Pada Februari 1994, saya sedang menjalani koskap (praktek sebagai dokter muda) di Lab Anasthesi RSUP Sanglah Denpasar. Pada 3 Februari 1994, dini hari, saya memperoleh mimpi yang sangat aneh. Saat itu saya diminta dr. Alex Suranadi, yang waktu itu (1994) masih berstatus Residen Anesthesi, untuk melakukan observasi ketat terhadap pasien (pria paruh baya) asal Perancis yang masuk RSUP Sanglah pada 2 Februari 1994, karena menderita peritonitis acut.

Pada 2 Februari 1994, sebenarnya bukan jadwal jaga saya.

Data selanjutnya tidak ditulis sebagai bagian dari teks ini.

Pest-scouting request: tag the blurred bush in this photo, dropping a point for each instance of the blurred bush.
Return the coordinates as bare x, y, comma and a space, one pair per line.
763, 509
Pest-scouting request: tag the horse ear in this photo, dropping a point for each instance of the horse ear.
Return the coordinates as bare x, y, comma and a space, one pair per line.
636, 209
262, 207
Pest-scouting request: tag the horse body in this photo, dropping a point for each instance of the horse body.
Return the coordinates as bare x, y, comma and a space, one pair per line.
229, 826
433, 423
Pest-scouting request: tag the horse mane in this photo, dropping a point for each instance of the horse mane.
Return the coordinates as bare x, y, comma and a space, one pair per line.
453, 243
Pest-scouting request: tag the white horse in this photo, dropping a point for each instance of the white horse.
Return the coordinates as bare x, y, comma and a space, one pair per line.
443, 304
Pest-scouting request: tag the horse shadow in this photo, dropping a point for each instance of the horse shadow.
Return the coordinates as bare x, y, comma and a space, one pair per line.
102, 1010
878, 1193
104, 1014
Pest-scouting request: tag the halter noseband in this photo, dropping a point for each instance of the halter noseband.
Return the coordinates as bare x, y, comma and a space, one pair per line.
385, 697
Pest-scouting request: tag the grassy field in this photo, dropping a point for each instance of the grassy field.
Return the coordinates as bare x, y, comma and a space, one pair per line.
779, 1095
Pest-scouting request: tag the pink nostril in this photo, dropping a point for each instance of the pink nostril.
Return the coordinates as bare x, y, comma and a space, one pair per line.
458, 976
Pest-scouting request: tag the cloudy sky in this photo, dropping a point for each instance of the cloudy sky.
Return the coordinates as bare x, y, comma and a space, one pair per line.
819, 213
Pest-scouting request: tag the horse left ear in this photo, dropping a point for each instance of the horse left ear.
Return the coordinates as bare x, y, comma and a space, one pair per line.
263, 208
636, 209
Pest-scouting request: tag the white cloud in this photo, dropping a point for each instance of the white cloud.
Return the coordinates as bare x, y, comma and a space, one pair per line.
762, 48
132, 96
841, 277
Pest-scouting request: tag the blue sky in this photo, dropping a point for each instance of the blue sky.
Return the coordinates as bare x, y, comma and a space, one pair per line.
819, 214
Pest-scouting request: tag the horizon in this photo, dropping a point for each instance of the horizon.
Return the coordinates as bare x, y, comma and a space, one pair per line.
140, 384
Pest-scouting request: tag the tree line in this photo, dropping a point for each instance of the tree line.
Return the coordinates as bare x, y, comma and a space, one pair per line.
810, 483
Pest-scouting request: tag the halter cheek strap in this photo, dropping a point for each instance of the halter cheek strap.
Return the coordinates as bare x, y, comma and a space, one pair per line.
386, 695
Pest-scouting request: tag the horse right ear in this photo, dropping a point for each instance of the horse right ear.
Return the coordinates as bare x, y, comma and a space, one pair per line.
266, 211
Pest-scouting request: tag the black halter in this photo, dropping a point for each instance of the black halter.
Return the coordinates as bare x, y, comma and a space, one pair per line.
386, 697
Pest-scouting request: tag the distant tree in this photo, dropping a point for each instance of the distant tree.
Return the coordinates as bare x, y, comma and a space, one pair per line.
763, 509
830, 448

Tapi oleh dr Suranadi (saat ini dikenal sebagai salah satu Ahli Anesthesi brilian RSUP Sanglah/Staf Pengajar Anesrhesi FK UNUD), saya diminta tukaran jaga dengan dokter muda yang lain, karena pasien Perancis tersebut hanya bisa berhasa Perancis campur Inggris dan Portugis.

Hari itu, setelah selesai operasi (laparatomy), pasien dipindahkan dari OK ke ruang HCU. Menjelang tengah malam pasien itu masih terus berteriak-teriak. Maka saya menelpon dr. Suranadi. Dr. Suranadi bersama dr. Sahadewa, (kakak tingkat saya/Angkatan Trochanter 1987/saat ini sudah Sp.OG/Beliau seangkatan dengan senior saya dr. Joao Soares Martins,PhD,MPH/Dekan Kedokteran UNTL saat ini), mendatangi ruang HCU. Lalu saya dan dr. Sahadewa membantu dr. Suranadi menyuntikkan morphin, dengan cara langsung dimasukkan lewat saraf tulang belakang.

Setelah disuntikkan morphin, pasien tersebut tidur tenang. Karena saya hanya diminta untuk mengobservasi pasien tersebut, maka begitu pasien tersebut tertidur, saya juga ikut-ikutan tidur. Dalam tidur itulah saya memperoleh mimpi yang sangat aneh.

Dalam mimpiku dini hari, 3 Februari 1994, muncul dua Malaikat bersama sejumlah orang Suci. Dalam mimpi malam itu, dua Malaikat tersebut meminta saya harus pergi ke Bukit Sion, yang terletak di lereng Gunung Ramelau Timor Leste. Kata 2 Malaikat itu dalam mimpi, bahwa salah satu (tapi bukan satu-satunya) tujuan saya dipanggil ALLAH ke Bukit Sion adalah untuk mengikuti apa yang disebut sebagai: SPP (Serimoni Pergantian Peradaban), dan di sana sekaligus ALLAH hendak memberkati program Catur Mobilisai (sebuah program yang saya canangkan ketika saya menjalani fungsi sebagai Ketua Umum IMPETTU Bali Periode 1993-1998).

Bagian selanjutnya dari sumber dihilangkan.